Chaudon : l'expérience du plateau
En quittant Digne par la nationale 85 qui mène à Nice, on croise le joli petit village de CHAUDON-NORANTE où d'agréables près grimpent jusqu'au pied des maisons. Son aspect de ruralité et de simplicité conservé, ses nombreux lavoirs et son environnement de montagnes évoquent irrésistiblement l'intemporalité de la Haute Provence. Mais c'est en quittant le village par un étroit col de montagnes qu'on arrive après plusieurs kilomètres de route étroite parfois taillée dans le rocher au hameau de Chaudon.
C'est ici qu'en 1940 plusieurs familles d'ouvriers travaillent à la construction de la route Napoléon. Dans cette Haute Provence belle mais âpre, l'arrivée de la guerre stoppe immédiatement tous les travaux. Pour survivre plusieurs familles (Pascottini, Desordi, etc.) se tournent spontanément vers la terre. Du jour au lendemain, ils s'improvisent paysans cultivant pois chiches, épeautre, élevant un cochon et quelques chèvres.
Des gestes à apprendre et à vivre, une mini société loin de tout où de simples « baraques » en bois construites pour le chantier servent d'habitation pendant 5 ans et une école éduquera les enfants.
Habitations de fortune-les baraques (au centre, la mère de l'auteur). Travail agricole (Joseph Pascottini)

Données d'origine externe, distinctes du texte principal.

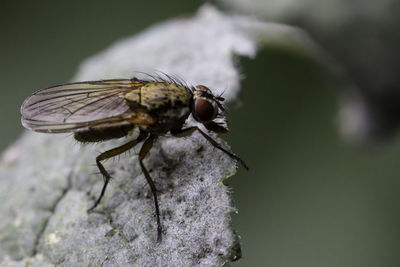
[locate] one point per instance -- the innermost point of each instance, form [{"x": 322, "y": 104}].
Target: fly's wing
[{"x": 75, "y": 107}]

Cette expérience sociétale, née de la nécessité et de la réactivité par rapport aux évènements de guerre, est un témoignage de vie qui mérite d'être conservé. Si notre époque fait appel à toutes sortes de protections sociales, ici rien de tel ! L'adaptation devient simplement vitale. C'est que nous sommes sur un plateau dur à vivre, loin de tout.
Mais, il a aussi un aspect magique : adossé à une barre rocheuse, face à la montagne alpine, il est à deux pas des étoiles : c'est la Haute Provence qui sait partager avec ses habitants son modèle fait de discrétion et de courage.